WEEK 1 (21/02/22)

I wrote down a plethora of ideas on paper on what I could do. Learning from the last project, I know now to narrow down my ideas into one solid concept with a clear message in order to stay on-track during the production process and have a strong film at the end. I found from the past that complex philosophical concepts like existentialism are difficult to capture and contextualize, especially when thinking about my identity, so my objective was to also find a concept that still has meaning but is not too abstract and wide.

What I’ve landed on is Garlic.

I like how silly and mundane the idea is upfront, and garlic is something simple that bears a lot of meaning to me personally.

The idea came to me one evening as I called my father in Thailand while I was sitting in the kitchen of his childhood home, asking him for ideas on what I could make for dinner. I listed out the ingredients I had in my fridge, including garlic, which prompted him to suggest me a simple pasta dish before recalling old memories of how he used to cook this dish for his siblings who he now barely talks to, even remembering the way they’d bicker over the table. It fascinated me how garlic and food in general can carry vivid memories not with the taste, but simply just the idea of it.

That prompted me to unpack my relationship with my family, especially my parents. I had a good childhood and still have a good relationship with them now, though things get more complicated as I look back and identify the instances that have impacted me to this day, and all the times I felt upset with them. Could this be seen as resentment? Could I love them as much as I resent them?
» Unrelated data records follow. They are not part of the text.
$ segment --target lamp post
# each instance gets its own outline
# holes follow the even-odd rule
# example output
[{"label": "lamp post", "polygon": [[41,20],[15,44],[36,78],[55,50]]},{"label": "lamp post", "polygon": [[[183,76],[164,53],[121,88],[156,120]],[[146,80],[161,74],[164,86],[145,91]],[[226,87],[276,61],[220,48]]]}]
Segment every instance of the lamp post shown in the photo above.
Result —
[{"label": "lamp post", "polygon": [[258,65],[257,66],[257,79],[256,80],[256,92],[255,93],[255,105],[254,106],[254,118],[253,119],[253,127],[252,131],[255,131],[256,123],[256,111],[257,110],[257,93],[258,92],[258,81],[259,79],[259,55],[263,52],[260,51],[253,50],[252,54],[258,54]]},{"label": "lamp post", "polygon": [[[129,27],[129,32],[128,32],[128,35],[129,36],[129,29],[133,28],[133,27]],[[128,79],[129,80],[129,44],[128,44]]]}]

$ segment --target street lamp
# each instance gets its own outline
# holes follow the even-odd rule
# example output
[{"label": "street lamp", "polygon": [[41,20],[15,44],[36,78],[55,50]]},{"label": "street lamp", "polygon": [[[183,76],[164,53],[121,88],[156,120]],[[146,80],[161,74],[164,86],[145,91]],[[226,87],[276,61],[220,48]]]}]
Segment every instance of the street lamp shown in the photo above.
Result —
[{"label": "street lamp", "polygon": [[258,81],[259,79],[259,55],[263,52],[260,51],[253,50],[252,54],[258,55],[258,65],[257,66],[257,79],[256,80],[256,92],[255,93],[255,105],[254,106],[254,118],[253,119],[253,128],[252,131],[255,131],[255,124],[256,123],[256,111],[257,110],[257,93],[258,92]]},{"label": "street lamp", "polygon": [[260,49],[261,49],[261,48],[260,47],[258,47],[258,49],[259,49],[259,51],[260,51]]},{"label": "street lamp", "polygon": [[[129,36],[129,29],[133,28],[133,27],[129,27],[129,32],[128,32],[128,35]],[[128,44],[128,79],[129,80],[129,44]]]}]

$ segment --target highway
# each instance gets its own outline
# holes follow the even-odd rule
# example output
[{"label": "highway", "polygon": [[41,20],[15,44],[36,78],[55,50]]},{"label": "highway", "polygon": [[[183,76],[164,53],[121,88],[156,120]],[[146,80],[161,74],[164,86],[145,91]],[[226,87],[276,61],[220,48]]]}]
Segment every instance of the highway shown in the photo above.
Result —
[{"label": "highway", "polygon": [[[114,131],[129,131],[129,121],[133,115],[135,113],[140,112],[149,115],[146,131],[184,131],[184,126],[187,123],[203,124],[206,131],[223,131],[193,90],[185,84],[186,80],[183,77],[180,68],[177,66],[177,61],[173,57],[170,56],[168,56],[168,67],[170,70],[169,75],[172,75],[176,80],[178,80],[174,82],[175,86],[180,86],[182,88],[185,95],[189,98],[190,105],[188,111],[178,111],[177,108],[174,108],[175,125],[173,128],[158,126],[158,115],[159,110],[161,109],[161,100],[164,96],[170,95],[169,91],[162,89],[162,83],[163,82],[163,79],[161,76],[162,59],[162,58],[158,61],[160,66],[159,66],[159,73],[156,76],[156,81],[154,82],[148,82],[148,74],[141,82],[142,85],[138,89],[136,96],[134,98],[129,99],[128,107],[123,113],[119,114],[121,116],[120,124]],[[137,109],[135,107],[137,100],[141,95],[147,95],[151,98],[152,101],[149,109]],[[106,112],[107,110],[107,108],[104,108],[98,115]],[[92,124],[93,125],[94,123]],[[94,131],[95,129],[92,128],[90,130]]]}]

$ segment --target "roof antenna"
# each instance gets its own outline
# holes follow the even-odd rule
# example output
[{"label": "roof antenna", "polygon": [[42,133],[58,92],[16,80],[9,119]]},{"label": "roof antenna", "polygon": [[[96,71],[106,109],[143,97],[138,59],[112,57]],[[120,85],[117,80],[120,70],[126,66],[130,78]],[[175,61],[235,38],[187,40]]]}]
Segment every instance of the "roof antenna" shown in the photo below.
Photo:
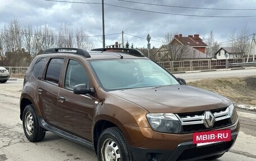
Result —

During my research, I found the poem Poplar Street by the poet Chen Chen, which included the quote:

I like jelly beans. I’m afraid of death. I’m afraid
of farting, even around people I love. Do you think your mother

loves you when you fart? Does your mother love you
all the time? Have you ever doubted?

Poplar Street by Chen Chen

The phrase “Does your mother love you all the time? Have you ever doubted?” made me look at my life through a different lens. I believe that what I felt was resentment to some degree. The way the past few years had kept me at home had led my family being overwhelmed by each other which only brewed more conflict, with my mother oftentimes cutting an argument short by saying “Let’s eat first.”

I think garlic reflects this sentiment well. Its strong taste meant that too much of it could overpower the taste of any other ingredient in a dish; garlic can be frustrating to prepare and clean up with all the layers of skin that gets everywhere; the smell of garlic would stick to your fingers for days no matter how much you try to scrub it off. Eating too much garlic at once can also give you acid reflux. Garlic could easily be overwhelming.

On the other hand, as I moved to London by myself, all the sounds I had found so annoying suddenly disappeared and each hour of the day often felt quiet. It was easy to feel so far from home (5,000 miles to be exact) and staticky phone calls sometimes couldn’t ease how hollow I felt. I packed sauces and seasonings from Thailand, though I used them with the dread that eventually I’d run out. I could get three bulbs of garlic for 90p, however, and as I peeled each clove in the quiet kitchen by myself, my anxiety eased like my mind could sense the bustling yet comforting atmosphere of the kitchen at home. Even the taste itself was close to the taste of home, and everything I had resented before felt like it was just enough.

I created a mindmap on a Padlet board in order to save links to external sites as well as to have everything in one place that I can refer to when I need to.

Here, I also explored the portrayal of food in art from a variety of sources such as Ghibli’s comforting food scenes, The Simpsons and how cartoon food didn’t need to be realistic to appear appetizing due to nostalgia, Hans Peter-Feldmann bread photographs, and Bake-off’s illustrator Tom Hovey’s outlook in treating the bakes as art.

The tutors’ feedback to my initial idea gave me a lot of reassurance and eased a lot of my initial worries of the topic of garlic being too simple/not serious enough, or that I wasn’t explorative enough in my choice to create a 2D hand-drawn flat-screen animation.